Metastatic Colorectal Cancer
Arterial Radioembolization
While toxicity is relatively low, evidence
supporting the use of arterial radioembolization is still lacking. It is an alternative
for highly selected patients with predominantly hepatic metastases and with
chemotherapy-resistant or refractory disease.
External Beam Radiation Therapy
(EBRT)
External beam radiation therapy may be considered in
highly selected cases where patients have a limited number of liver or lung
metastases or in symptomatic patients or in the setting of a clinical trial. It
should not replace surgical resection.
Intensity-modulated radiation therapy (IMRT) should
be reserved for special situations (eg reirradiation of previously irradiated
patients with recurrent disease) or unique anatomical sites where tissue
dose-volume constraints are necessary. Stereotactic body radiation therapy
(SBRT) should be considered for patients with oligometastatic disease. Image-guided
RT (IGRT) with kilovoltage (kV) imaging or cone-beam CT imaging should be
routinely used during treatment with intensity-modulated radiation therapy and stereotactic
body radiation therapy. Arterially-directed catheter therapy (ie yttrium-90
microsphere-selective internal radiation) is an option in highly selected
patients with chemotherapy-resistant or refractory disease and with predominant
hepatic metastases.
Local Therapy – Metastatic Colorectal Cancer
Local therapy is an option for select patients with
liver-only or liver-dominant metastatic disease which cannot be resected or
ablated with clear margins. Studies have demonstrated similar efficacy of
hepatic arterial infusion chemotherapy (HAIC) and transcatheter arterial
chemoembolization in patients with unresectable colorectal hepatic metastases.
Hepatic Arterial Infusion
Chemotherapy (HAIC)
Hepatic arterial infusion chemotherapy involves the placement
of a hepatic arterial port or implantable pump during liver resection where
subsequent infusion of chemotherapy directed to the liver metastases will be
given.

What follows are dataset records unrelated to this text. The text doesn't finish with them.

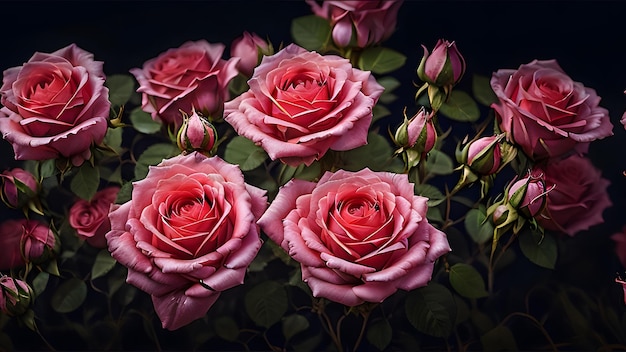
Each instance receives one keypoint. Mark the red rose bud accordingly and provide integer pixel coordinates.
(18, 187)
(196, 134)
(15, 296)
(529, 195)
(483, 156)
(444, 67)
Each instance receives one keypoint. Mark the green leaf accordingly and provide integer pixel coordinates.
(499, 338)
(439, 163)
(103, 264)
(380, 60)
(460, 107)
(477, 227)
(466, 280)
(125, 193)
(86, 181)
(431, 310)
(434, 195)
(310, 32)
(227, 328)
(243, 152)
(153, 155)
(121, 87)
(69, 296)
(143, 122)
(294, 324)
(541, 251)
(40, 282)
(482, 90)
(379, 334)
(266, 303)
(379, 111)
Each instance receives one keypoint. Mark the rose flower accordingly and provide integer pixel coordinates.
(359, 237)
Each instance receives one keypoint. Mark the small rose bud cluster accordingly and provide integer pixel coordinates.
(19, 188)
(196, 134)
(416, 137)
(15, 296)
(440, 71)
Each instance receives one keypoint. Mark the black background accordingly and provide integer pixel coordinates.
(587, 38)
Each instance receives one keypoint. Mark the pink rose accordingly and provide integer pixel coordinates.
(300, 104)
(359, 236)
(620, 245)
(249, 48)
(579, 196)
(191, 76)
(545, 112)
(18, 186)
(23, 241)
(371, 21)
(90, 219)
(55, 105)
(188, 234)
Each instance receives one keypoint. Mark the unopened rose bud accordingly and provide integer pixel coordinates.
(483, 156)
(249, 48)
(444, 67)
(529, 195)
(196, 134)
(418, 132)
(18, 187)
(15, 296)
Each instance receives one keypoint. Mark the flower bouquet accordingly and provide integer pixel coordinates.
(269, 196)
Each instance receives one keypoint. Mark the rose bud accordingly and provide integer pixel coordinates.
(249, 48)
(483, 156)
(18, 187)
(529, 195)
(24, 241)
(15, 296)
(196, 134)
(444, 67)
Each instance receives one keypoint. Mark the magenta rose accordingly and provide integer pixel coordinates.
(301, 104)
(545, 112)
(23, 241)
(55, 105)
(577, 195)
(191, 76)
(90, 219)
(188, 234)
(359, 236)
(371, 21)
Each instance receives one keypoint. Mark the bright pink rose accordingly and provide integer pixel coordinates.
(191, 76)
(371, 21)
(18, 186)
(188, 234)
(620, 245)
(300, 104)
(23, 241)
(90, 219)
(545, 112)
(55, 105)
(359, 237)
(249, 48)
(579, 196)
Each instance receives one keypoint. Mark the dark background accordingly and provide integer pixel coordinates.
(587, 38)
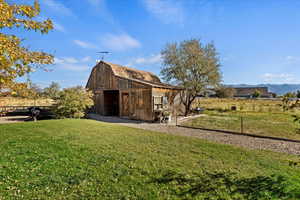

It is limited by its potential for biliary toxicity and requires
technical expertise. It should be considered selectively and in institutions
capable of this procedure.
Transhepatic Arterial
Chemoembolization (TACE)
Transhepatic arterial chemoembolization involves
catheterization of the hepatic artery, causing vessel occlusion with local
chemotherapy. Its use is still limited to clinical trials.
Tumor Ablation
Examples: Cryoablation, electro-coagulation
(irreversible electroporation), microwave ablation, percutaneous ethanol
injection, radiofrequency ablation (RFA)
Tumor ablation may be considered in those who cannot
undergo resection due to comorbidity, location of metastases or an estimate
inadequate organ volume post-resection. It is not a substitute for resection in
those patients with resectable diseases.
Prevention
Colorectal Cancer Primary Prevention
Diet
Diet is regarded as the most important acquired factor in colorectal cancer. Diets rich in fruits and vegetables may help reduce the risk of colorectal cancer. Calcium salts and calcium-rich foods may have a protective role in colorectal cancer since they decrease colon cell turnover and reduce the cancer-promoting effects of fatty acids and bile acids. Consumption of red meat should be limited to <500 g (18 oz) per week but processed food should be avoided.
Weight Management
Maintenance of body mass index (BMI) near the lower limit of the normal range is important to reduce the risk of colorectal cancer.
Physical Activity
Adults should aim to have at least 2.5 hours of moderate-intensity exercise (eg brisk walking) a week or 30 minutes at least 5 days a week.
Alcohol
Alcohol should be limited to no more than 2 drinks per day (30 g of ethanol or 4 units) for men and 1 drink per day (15 g of ethanol or 2 units) for women.
Smoking
Patients should be discouraged from smoking or, for smokers, encouraged to quit smoking.
Aspirin
The intake of low-dose Aspirin of at least 5-10 years duration may have a protective effect against colorectal cancer development in patients 45-59 years old.